GOP senators game out how to handle Democrats’ IVF bill

Senate Republicans plan to almost uniformly oppose a bill that provides federal protections for in vitro fertilization, hoping to quickly shut down Democrats’ efforts to paint them as enemies of reproductive rights.

Majority Leader Chuck Schumer is planning to bring the bill up for an initial vote on Thursday, with GOP opposition all but guaranteeing it will fail. The bill would require 60 votes to move forward, meaning it needs at least nine GOP senators to agree to advance it.

While Republicans remain adamant that they support IVF — and have their own alternative bill they’re trying to bring up Wednesday afternoon — multiple members cited concerns about Democrats’ bill trampling on religious freedoms and states rights.

“We may have a couple of our members who end up voting for it. It’s not going to move forward,” said Sen. Thom Tillis (R-N.C.), who said he’ll be voting against advancing the bill because “it’s an exercise in futility.”

Sen. Josh Hawley (R-Mo.) said he’d be “pretty surprised” if there were enough Republican votes to advance the bill and cited concerns over the bill constituting “a lot of changes to state law.”

Schumer’s push for a vote on the IVF legislation is his latest attempt at squeezing Republicans on tough issues ahead of the November elections. Earlier this month, Senate Democratic leadership also attempted to pass a bill protecting contraception at the federal level. Before that, it was a vote on the border package that a bipartisan group of senators negotiated earlier this year.

Both of those votes failed due to GOP opposition; Republicans said Democrats were mounting insincere efforts at political messaging.

Sen. Patty Murray (D-Wash.), a member of leadership, hit back at that accusation, telling reporters Wednesday that the threat to IVF “is not hypothetical.”

“We already saw the chaos and heartbreak caused when the Alabama Supreme Court upended IVF access,” she said. “Women who were days away from appointments they had waited months for and spent thousands of dollars on had their treatment canceled and their dreams of motherhood thrown into uncertainty. … Republican efforts to dismiss this vote as fear mongering are simply not going to fly.”

Schumer maintains he is putting the bills to a vote in an effort to pass bipartisan legislation on popular issues. He has denied claims that the IVF effort is a so-called “show vote,” though Republicans were not involved in crafting the legislation at hand.
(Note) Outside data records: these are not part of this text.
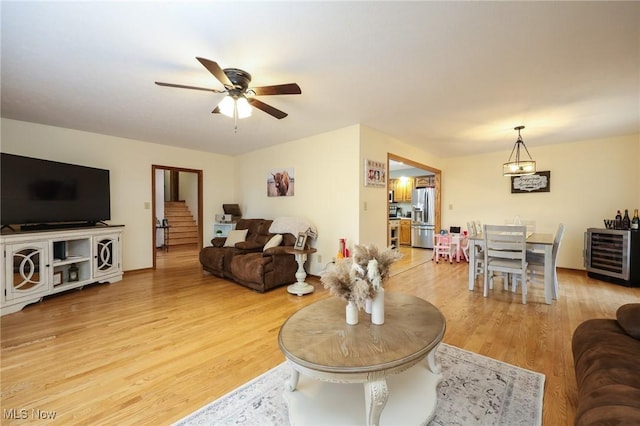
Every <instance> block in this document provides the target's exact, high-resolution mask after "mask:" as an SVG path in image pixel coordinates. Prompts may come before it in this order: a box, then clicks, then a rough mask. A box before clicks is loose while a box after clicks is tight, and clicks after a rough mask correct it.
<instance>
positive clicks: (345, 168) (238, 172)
mask: <svg viewBox="0 0 640 426" xmlns="http://www.w3.org/2000/svg"><path fill="white" fill-rule="evenodd" d="M358 135H359V126H350V127H347V128H344V129H340V130H336V131H333V132H329V133H323V134H320V135H316V136H312V137H309V138H304V139H299V140H296V141H292V142H286V143H283V144H280V145H277V146H274V147H270V148H265V149H261V150H259V151H254V152H251V153H248V154H245V155H242V156H240V157H239V159H238V169H237V172H236V182H237V183H238V184H239V190H238V193H239V194H240V197H239V198H240V208H241V210H242V215H243V217H247V218H251V217H254V218H255V217H261V218H265V219H273V218H276V217H279V216H299V217H304V218H306V219H307V220H309V221H310V222H311V223H313V224H314V225H315V226H316V228H317V229H318V239H317V240H315V241H311V246H312V247H315V248H316V249H317V250H318V252H317V253H316V254H314V255H311V256H310V257H309V263H308V271H309V272H310V273H313V274H319V273H320V272H321V271H322V270H323V268H324V267H325V266H326V265H327V263H329V262H330V261H331V260H332V258H333V257H335V256H336V253H337V251H338V239H339V238H346V239H347V243H349V242H353V241H354V240H357V238H358V222H359V217H358V187H357V184H356V183H357V182H358V177H359V163H358ZM289 167H292V168H294V169H295V195H294V196H292V197H268V196H267V176H268V174H269V173H270V172H271V171H272V170H275V169H283V168H289Z"/></svg>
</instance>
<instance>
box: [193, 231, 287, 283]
mask: <svg viewBox="0 0 640 426" xmlns="http://www.w3.org/2000/svg"><path fill="white" fill-rule="evenodd" d="M272 222H273V221H272V220H268V219H240V220H238V222H237V223H236V230H243V229H246V230H247V236H246V238H245V240H244V241H243V242H238V243H236V244H235V245H234V246H233V247H224V244H225V242H226V238H225V237H215V238H213V239H212V240H211V246H208V247H204V248H203V249H202V250H201V251H200V263H201V264H202V268H203V269H204V270H205V271H207V272H210V273H211V274H213V275H215V276H218V277H221V278H227V279H230V280H233V281H235V282H236V283H238V284H242V285H243V286H246V287H249V288H250V289H253V290H256V291H258V292H260V293H264V292H265V291H267V290H271V289H273V288H276V287H280V286H282V285H286V284H293V283H294V282H296V276H295V274H296V271H297V269H298V264H297V263H296V261H295V258H294V256H293V255H292V254H288V253H286V252H285V247H287V246H288V247H293V246H294V244H295V242H296V237H295V236H294V235H293V234H282V242H281V243H280V245H279V246H276V247H271V248H268V249H267V250H263V248H264V246H265V244H266V243H267V242H268V241H269V240H270V239H271V238H272V237H273V236H275V235H276V234H272V233H270V232H269V228H270V226H271V223H272Z"/></svg>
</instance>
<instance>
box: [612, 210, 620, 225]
mask: <svg viewBox="0 0 640 426" xmlns="http://www.w3.org/2000/svg"><path fill="white" fill-rule="evenodd" d="M613 229H622V214H621V213H620V210H618V214H616V222H615V224H614V225H613Z"/></svg>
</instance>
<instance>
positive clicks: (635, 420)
mask: <svg viewBox="0 0 640 426" xmlns="http://www.w3.org/2000/svg"><path fill="white" fill-rule="evenodd" d="M572 349H573V358H574V363H575V373H576V382H577V384H578V407H577V410H576V417H575V424H576V425H579V426H585V425H608V424H610V425H613V424H616V425H630V424H638V421H639V420H640V374H639V372H640V367H639V364H638V355H639V354H640V340H636V339H634V338H632V337H631V336H629V335H628V334H627V333H625V331H624V330H623V329H622V327H621V326H620V325H619V323H618V322H617V321H616V320H613V319H590V320H587V321H585V322H583V323H582V324H580V325H579V326H578V327H577V328H576V330H575V332H574V333H573V341H572Z"/></svg>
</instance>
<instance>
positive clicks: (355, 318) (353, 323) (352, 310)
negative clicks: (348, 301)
mask: <svg viewBox="0 0 640 426" xmlns="http://www.w3.org/2000/svg"><path fill="white" fill-rule="evenodd" d="M346 309H347V312H346V314H347V324H349V325H356V324H357V323H358V307H357V306H356V304H355V303H354V302H353V301H351V300H350V301H349V302H347V308H346Z"/></svg>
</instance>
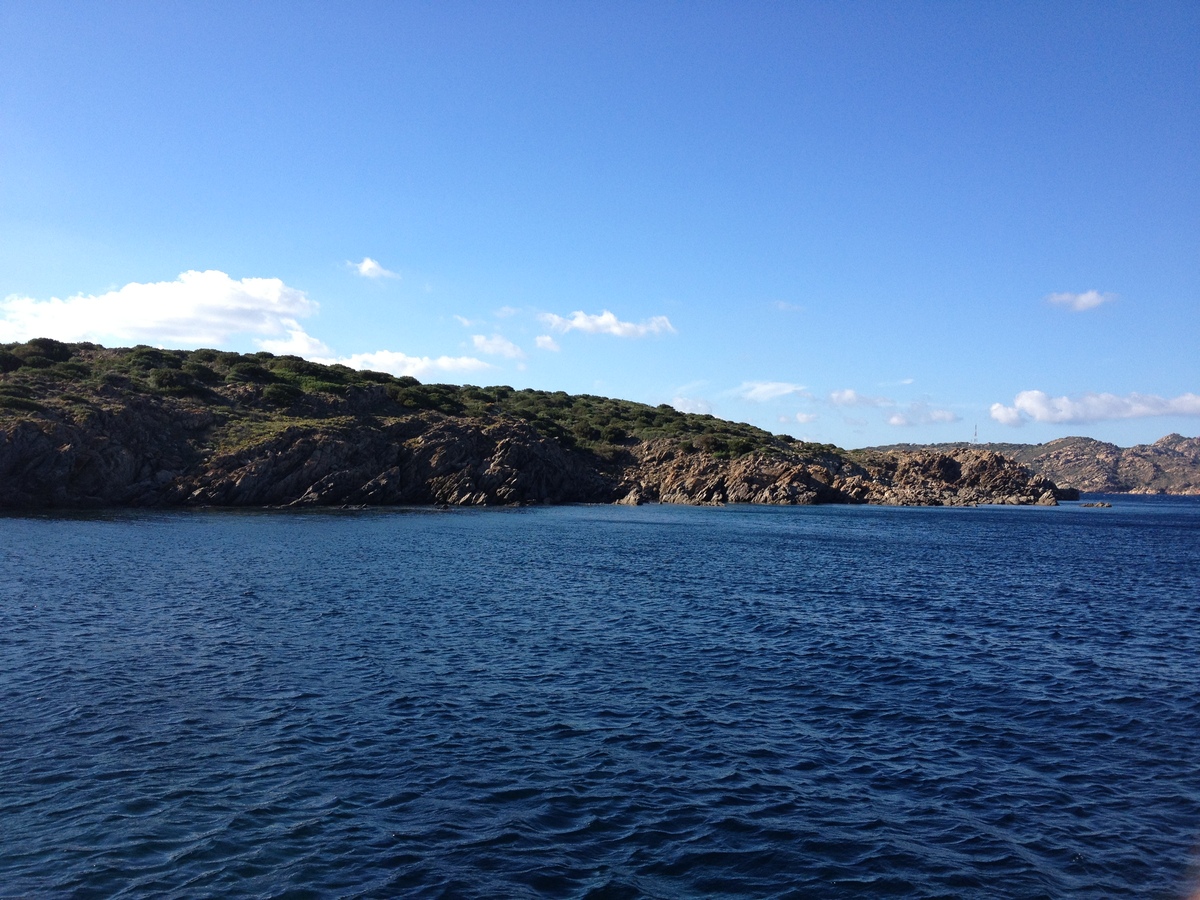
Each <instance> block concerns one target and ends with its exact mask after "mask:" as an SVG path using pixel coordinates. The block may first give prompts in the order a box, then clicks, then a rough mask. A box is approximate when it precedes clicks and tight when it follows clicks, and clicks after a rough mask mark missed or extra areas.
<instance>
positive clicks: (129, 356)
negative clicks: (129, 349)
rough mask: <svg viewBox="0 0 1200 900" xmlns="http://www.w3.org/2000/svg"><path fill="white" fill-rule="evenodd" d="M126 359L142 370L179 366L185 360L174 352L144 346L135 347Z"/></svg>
mask: <svg viewBox="0 0 1200 900" xmlns="http://www.w3.org/2000/svg"><path fill="white" fill-rule="evenodd" d="M125 359H126V361H127V362H128V365H130V366H131V367H133V368H142V370H155V368H179V367H180V366H182V365H184V361H182V360H181V359H180V358H179V356H176V355H175V354H173V353H166V352H164V350H158V349H155V348H154V347H144V346H143V347H134V348H133V350H132V352H131V353H130V355H128V356H126V358H125Z"/></svg>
Republicans led by Sens. Ted Cruz (R-Texas) and Katie Britt (R-Ala.) are pushing an alternative bill that would strip federal Medicaid funding from states that ban IVF services. That legislation would still allow restrictions on how embryos are stored, implanted and disposed of. They plan to try and pass the bill unanimously on the Senate floor Wednesday afternoon, according to a Britt spokesperson. The bill will almost certainly be blocked.

“I strongly support IVF,” Cruz said. “And I want that written in the law. That’s not what Schumer is doing this week when he’s playing political games.”
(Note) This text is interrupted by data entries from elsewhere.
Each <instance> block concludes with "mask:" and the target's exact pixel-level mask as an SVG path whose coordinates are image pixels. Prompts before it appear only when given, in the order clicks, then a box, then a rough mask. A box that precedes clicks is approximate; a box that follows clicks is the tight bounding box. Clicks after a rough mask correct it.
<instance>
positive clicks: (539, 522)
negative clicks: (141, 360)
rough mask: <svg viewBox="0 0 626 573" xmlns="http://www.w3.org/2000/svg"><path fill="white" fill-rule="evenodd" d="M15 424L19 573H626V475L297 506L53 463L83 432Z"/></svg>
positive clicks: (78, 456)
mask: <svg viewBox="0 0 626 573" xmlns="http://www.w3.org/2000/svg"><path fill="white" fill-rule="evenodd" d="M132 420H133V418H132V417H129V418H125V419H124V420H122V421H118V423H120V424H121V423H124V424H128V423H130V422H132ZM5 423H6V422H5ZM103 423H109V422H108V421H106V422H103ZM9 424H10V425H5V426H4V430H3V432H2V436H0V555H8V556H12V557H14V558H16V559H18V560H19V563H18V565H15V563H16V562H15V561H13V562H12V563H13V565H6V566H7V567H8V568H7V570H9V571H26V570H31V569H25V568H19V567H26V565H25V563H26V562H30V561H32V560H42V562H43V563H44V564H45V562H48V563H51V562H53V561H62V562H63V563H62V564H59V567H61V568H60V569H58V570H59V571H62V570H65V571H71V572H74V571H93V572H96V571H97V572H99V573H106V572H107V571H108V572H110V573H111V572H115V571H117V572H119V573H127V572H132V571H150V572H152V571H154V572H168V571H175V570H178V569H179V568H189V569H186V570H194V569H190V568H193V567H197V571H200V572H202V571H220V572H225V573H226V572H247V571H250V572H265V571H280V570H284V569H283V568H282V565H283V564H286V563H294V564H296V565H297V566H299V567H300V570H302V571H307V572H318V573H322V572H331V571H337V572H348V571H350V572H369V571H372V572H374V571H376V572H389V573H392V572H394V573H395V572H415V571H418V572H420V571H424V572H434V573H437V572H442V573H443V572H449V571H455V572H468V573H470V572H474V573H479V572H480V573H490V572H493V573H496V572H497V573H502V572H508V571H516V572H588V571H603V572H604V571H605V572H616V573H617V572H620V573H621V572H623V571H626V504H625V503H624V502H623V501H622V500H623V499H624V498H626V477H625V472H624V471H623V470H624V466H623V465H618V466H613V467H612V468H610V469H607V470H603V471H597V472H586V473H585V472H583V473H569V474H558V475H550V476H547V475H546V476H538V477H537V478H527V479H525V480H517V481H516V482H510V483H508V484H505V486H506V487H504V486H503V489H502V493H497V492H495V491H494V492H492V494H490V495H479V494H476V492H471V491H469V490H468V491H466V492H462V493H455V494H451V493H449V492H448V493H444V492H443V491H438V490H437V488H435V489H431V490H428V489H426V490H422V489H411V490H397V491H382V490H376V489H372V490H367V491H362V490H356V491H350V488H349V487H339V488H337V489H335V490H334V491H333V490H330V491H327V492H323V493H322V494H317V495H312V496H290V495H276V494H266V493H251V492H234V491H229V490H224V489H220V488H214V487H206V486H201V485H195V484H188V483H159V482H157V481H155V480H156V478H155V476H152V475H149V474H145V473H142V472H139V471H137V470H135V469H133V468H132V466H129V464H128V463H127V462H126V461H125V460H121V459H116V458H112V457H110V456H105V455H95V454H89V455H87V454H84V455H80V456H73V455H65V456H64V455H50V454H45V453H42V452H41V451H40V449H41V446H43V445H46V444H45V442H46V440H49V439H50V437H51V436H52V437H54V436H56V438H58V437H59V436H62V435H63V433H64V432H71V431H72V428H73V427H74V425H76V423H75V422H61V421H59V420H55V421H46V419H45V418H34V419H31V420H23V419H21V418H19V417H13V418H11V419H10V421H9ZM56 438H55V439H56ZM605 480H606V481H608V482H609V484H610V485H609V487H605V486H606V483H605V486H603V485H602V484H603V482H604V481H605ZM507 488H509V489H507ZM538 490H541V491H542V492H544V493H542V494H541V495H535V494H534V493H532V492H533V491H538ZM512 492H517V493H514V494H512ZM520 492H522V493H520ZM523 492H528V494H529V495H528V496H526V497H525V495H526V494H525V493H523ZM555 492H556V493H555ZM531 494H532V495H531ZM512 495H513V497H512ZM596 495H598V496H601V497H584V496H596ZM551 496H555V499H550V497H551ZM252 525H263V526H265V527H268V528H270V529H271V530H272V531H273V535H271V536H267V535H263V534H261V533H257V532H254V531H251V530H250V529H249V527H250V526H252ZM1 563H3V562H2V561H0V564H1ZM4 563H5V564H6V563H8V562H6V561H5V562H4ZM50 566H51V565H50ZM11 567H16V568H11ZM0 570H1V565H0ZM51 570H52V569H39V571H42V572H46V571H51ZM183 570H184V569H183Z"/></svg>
Duckworth, who herself had two children through IVF, excoriated the GOP version at a press conference Wednesday, saying it “would absolutely do nothing to protect access to IVF.”

“Calling your bill the IVF Protection Act without doing anything to protect IVF is despicable,” she added. “It is akin to an arsonist selling you fire insurance that doesn’t cover arson.”

Duckworth and her colleagues argued that it’s not just blanket bans that would make IVF inaccessible or push clinics to close their doors. They noted that even the Alabama ruling that led many providers in that state to halt services wasn’t a ban per-se — and would still be allowed to happen under the Cruz-Britt bill.

Alternatively, the Democratic version would both prevent states from imposing restrictions on IVF and make it more affordable, with specific provisions expanding insurance coverage for service members and veterans.

Still, Republicans risk handing Democrats an opportunity to use the vote in campaign attacks this cycle. Hawley, for one, said he wasn’t worried about playing into any messaging tactics from Democrats. And he expects more votes like the ones on IVF and contraception to continue through the election.

“I’m sure we’ll keep voting on abortion week after week, you know, right up till November,” he said.